Areas of significant activation observed in the large (n = 33) sample: long-term and short-term retention intervals

The t statistic images for short-term
Effects of intensity of activation and interindividual variability
Various studies examining primary perceptual processes such as vision have shown that sensory stimuli can produce large changes in blood flow and activate regions that have minimal interindividual anatomic variability. For example, blood flow in primary visual cortex in response to a flashing checkerboard may increase as much as 40% (e.g., Hurtig et al., 1994). However, the intensity of activation in studies of more complex cognitive processes is probably lower, and intersubject variability is probably greater. These considerations will inevitably impinge on the size of the sample required to produce replicable results.
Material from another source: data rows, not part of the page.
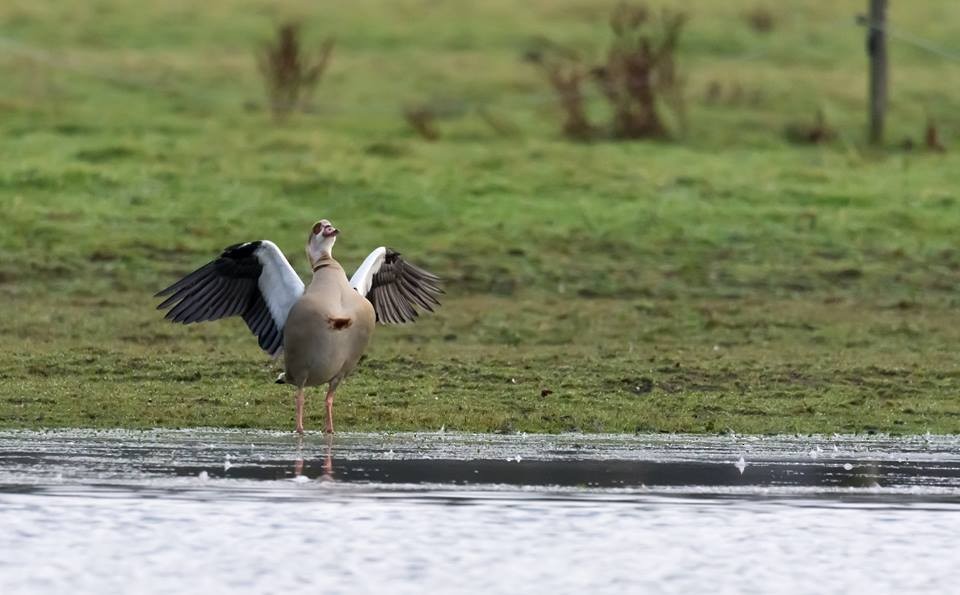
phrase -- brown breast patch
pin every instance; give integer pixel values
(338, 324)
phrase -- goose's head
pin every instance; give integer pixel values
(321, 240)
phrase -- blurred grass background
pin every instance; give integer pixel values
(724, 280)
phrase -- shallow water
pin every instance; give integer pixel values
(216, 511)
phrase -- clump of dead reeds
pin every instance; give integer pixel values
(640, 71)
(291, 74)
(637, 77)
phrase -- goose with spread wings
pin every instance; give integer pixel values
(322, 328)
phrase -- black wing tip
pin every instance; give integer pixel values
(241, 249)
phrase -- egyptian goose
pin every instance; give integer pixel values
(322, 329)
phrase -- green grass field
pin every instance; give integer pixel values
(724, 281)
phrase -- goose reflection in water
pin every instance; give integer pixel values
(326, 468)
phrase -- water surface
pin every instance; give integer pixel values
(217, 511)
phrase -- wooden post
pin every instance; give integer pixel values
(877, 50)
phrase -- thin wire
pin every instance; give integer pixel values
(463, 104)
(910, 38)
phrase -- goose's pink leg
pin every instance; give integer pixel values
(300, 399)
(329, 427)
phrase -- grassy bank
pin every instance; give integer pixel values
(724, 281)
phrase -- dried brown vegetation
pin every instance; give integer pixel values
(422, 118)
(816, 132)
(760, 19)
(931, 138)
(290, 74)
(641, 71)
(637, 78)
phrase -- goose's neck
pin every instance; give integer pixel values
(325, 259)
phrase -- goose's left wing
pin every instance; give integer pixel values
(253, 280)
(395, 287)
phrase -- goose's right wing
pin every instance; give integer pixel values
(395, 287)
(253, 280)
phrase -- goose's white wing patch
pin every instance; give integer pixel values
(362, 279)
(252, 280)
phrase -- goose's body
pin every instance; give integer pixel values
(327, 330)
(323, 328)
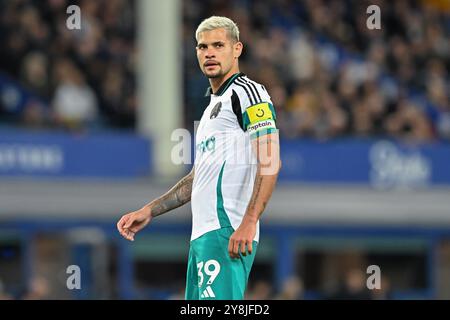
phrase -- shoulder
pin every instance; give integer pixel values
(249, 91)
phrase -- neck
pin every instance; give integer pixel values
(217, 82)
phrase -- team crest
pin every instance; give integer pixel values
(215, 111)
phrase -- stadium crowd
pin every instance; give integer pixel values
(80, 77)
(328, 74)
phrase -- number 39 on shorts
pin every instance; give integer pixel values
(211, 268)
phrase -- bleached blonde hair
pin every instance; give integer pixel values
(217, 22)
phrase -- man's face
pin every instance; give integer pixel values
(217, 53)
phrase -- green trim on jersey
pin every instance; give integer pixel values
(221, 214)
(261, 133)
(223, 88)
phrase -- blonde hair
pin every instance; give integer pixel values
(216, 22)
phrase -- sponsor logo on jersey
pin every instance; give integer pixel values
(215, 111)
(207, 144)
(262, 125)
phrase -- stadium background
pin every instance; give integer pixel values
(86, 122)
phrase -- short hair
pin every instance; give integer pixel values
(216, 22)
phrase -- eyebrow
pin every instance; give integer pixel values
(213, 43)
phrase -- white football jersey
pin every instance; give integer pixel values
(225, 165)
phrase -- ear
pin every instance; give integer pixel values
(237, 48)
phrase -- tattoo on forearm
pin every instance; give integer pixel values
(256, 190)
(175, 197)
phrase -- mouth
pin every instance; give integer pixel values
(210, 64)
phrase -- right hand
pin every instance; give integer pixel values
(133, 222)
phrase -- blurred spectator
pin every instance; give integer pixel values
(39, 289)
(94, 66)
(259, 290)
(3, 294)
(326, 71)
(328, 74)
(74, 102)
(292, 289)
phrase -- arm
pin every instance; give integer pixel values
(179, 194)
(267, 151)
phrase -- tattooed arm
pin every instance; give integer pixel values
(268, 154)
(179, 194)
(174, 198)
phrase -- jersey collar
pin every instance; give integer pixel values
(224, 85)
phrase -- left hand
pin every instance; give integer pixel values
(242, 239)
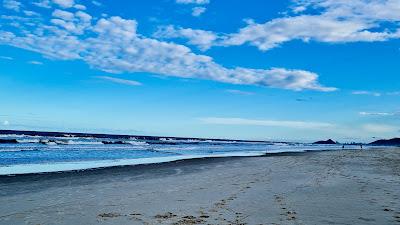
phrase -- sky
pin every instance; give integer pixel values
(287, 70)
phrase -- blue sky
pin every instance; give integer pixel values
(297, 70)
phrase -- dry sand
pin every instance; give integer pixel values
(335, 187)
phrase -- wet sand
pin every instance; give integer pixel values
(335, 187)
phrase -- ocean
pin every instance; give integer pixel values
(55, 152)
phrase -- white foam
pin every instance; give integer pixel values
(72, 166)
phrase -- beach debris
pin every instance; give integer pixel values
(167, 215)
To determine the quantitative increase occurring in the regions affected by the memory tasks in relation to the baseline task, we measured the absolute flow values in a subset of selected regions of interest. As expected, the long-term condition produces smaller increases in flow than does the short-term condition. The magnitude of the increase ranges from a low of 3.9 (anterior cingulate for long-term) to a high of 13.3 (right frontal for short term). All of the increases in the well practiced and efficient long-term condition are <10%. In the short-term condition, the frontal lobes, which are presumably actively engaged in both encoding and retrieval, have the greatest increases and exceed 10%. Other things being equal, these should be the most reproducible regions to be detected as sample size decreases.
Individual variability in intrinsic brain anatomy produces another source of variance that can affect sample size requirements. Most studies employ a filter that smooths the images to “reduce anatomic variability” by blurring spatial locations. To obtain a perspective on the effects of anatomic variability, we calculated the means and standard deviations for normalized flow in the same regions without using the standard 18-mm filter. As anticipated, eliminating the filter increased the variance: The standard deviations are nearly double. However, the size of the increases in flow, as compared with baseline, is modestly greater in these unfiltered data. As before, increases are greater for the more difficult and novel short-term condition than for the long-term condition. Percentage increases range from 8 to 16.4. The large standard deviations suggest that interindividual variability is indeed a real occurrence, but the larger percentage increases produced by eliminating the filter suggest that filtering may reduce sensitivity to peak detection rather than enhance it. Further study of the effects of filtering is clearly needed.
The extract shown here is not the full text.